Is this year’s worst-performing LME metal a canary in the coal mine for copper? And is there any hope in sight for nickel prices?
Tolstoy once wrote, “Happy families are all alike; every unhappy family is unhappy in its own way.” He might as well have been writing about industrial metals.
Not two weeks ago, we took a hard look at tin, a market struggling to resurface under the weight of the lackluster economic recovery. For any industrial metals follower, the story should sound familiar—most metals have lagged similarly.
But the base metals sector is far from a happy family right now, and the bearish conditions plaguing each of the metals are not all alike. Take nickel for example.
Nickel used to be the superstar of the base metals scene: Prices struck a three-year high back in February of $29,425/tonne, rising since 2005 on the back of emerging market demand.
But since then, spot nickel has tumbled about 27 percent, and the metal has become year-to-date the worst performer on the London Metals Exchange (LME). In fact, nickel briefly touched its lowest price since last November on Monday, before closing at a yawn-inducing $21,650/tonne.
So what happened for nickel to fall so far, so fast?
Mine Supply Overwhelms Demand
Like a true Russian hero, nickel has become a victim of its own success.
In dollar terms, the nickel market’s overall value is closer to silver than gold, but it’s a hard metal to substitute. Nickel demand is primarily driven by stainless steel manufacturers, as it’s a key ingredient in producing this corrosion-resistant alloy. More than 60 percent of all nickel mined annually goes straight to the production of stainless steel, used in everything from cars to kitchen appliances to skyscrapers.

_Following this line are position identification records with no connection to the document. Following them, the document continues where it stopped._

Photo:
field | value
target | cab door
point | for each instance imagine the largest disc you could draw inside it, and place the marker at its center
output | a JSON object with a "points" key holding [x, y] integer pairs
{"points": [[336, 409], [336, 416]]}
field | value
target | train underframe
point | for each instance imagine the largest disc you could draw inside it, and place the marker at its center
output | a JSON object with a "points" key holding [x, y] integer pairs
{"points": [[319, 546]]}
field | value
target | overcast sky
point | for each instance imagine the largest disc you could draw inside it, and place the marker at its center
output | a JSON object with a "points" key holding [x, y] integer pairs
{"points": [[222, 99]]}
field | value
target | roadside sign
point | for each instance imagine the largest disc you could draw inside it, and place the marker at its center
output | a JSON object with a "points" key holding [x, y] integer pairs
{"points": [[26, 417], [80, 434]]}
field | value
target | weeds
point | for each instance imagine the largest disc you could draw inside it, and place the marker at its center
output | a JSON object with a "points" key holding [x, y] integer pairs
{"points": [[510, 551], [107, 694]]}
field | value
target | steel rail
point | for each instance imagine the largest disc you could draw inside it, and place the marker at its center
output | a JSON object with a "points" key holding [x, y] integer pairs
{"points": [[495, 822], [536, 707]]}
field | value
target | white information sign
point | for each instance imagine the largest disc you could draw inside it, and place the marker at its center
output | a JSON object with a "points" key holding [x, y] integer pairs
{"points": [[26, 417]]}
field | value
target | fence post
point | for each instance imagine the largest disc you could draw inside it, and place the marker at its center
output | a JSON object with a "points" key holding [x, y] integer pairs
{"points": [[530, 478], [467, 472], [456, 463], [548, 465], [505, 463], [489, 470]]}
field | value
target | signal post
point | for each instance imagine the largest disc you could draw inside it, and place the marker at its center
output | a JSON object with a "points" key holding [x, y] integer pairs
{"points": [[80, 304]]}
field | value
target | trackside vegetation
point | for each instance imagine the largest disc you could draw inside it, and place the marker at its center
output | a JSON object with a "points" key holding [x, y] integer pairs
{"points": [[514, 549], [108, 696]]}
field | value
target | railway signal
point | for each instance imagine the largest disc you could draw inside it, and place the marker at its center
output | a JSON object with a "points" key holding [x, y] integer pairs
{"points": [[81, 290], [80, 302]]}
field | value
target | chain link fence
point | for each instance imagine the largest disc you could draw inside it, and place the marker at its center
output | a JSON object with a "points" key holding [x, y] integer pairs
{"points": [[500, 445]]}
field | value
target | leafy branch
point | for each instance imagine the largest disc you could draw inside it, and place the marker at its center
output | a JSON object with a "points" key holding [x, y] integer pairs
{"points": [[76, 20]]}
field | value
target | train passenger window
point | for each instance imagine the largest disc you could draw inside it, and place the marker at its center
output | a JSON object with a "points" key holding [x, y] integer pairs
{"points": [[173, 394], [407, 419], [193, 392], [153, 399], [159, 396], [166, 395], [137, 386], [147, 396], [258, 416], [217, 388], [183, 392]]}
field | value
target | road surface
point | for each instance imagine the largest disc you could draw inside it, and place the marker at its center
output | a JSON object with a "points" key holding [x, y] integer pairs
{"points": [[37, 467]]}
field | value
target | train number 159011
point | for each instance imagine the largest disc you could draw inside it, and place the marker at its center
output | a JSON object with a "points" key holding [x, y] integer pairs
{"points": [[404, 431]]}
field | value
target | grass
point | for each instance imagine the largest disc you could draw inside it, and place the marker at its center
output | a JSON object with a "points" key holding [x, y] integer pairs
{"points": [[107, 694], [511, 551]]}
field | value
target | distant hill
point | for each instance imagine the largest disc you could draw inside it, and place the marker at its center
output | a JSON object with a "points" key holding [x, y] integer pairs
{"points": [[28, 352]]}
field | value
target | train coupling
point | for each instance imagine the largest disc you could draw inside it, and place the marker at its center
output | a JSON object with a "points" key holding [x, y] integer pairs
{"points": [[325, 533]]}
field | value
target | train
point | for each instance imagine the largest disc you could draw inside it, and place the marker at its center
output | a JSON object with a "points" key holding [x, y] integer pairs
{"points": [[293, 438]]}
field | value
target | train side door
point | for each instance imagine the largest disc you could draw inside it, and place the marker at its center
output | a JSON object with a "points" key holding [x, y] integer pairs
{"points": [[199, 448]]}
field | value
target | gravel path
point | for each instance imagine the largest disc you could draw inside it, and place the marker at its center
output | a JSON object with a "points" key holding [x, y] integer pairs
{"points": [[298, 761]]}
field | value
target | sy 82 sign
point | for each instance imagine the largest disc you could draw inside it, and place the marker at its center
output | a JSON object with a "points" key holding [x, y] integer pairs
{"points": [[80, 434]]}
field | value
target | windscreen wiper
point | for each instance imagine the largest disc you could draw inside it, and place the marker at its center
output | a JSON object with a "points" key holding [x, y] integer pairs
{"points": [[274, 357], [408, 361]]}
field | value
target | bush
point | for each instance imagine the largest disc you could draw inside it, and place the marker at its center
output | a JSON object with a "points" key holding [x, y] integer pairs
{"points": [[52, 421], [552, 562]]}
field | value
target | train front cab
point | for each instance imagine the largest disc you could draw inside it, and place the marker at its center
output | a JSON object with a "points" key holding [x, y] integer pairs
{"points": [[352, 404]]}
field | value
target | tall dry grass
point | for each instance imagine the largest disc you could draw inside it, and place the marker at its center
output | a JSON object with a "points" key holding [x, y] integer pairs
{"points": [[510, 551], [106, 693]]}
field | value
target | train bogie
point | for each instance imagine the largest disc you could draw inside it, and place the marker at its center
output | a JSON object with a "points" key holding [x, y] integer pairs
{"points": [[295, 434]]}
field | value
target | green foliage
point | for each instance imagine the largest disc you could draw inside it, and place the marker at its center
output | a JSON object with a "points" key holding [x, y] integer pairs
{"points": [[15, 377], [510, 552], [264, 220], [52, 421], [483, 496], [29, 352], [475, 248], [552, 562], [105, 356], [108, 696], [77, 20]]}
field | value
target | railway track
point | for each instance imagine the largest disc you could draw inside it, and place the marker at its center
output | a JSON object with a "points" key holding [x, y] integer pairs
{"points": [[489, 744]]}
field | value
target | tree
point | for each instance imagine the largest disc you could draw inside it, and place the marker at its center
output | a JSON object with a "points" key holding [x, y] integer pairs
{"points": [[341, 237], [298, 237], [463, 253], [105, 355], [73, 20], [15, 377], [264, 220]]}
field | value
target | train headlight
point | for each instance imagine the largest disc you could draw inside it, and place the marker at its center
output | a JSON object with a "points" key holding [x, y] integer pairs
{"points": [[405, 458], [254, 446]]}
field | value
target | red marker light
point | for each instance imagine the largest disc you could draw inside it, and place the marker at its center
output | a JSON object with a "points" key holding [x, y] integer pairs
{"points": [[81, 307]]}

Naturally, the emerging market boom has been kind to the metal. Since 2005 or so, increased demand from China, Brazil and other developing markets has driven nickel demand sky-high.
But miners have had trouble keeping up with the pace of this new demand. Indeed, construction delays, technology setbacks and higher manpower costs have kept worldwide nickel production stagnant for years; from 2008 to 2010, nickel saw essentially no net growth in mine supply.
But the days of supply playing catch-up to demand are over.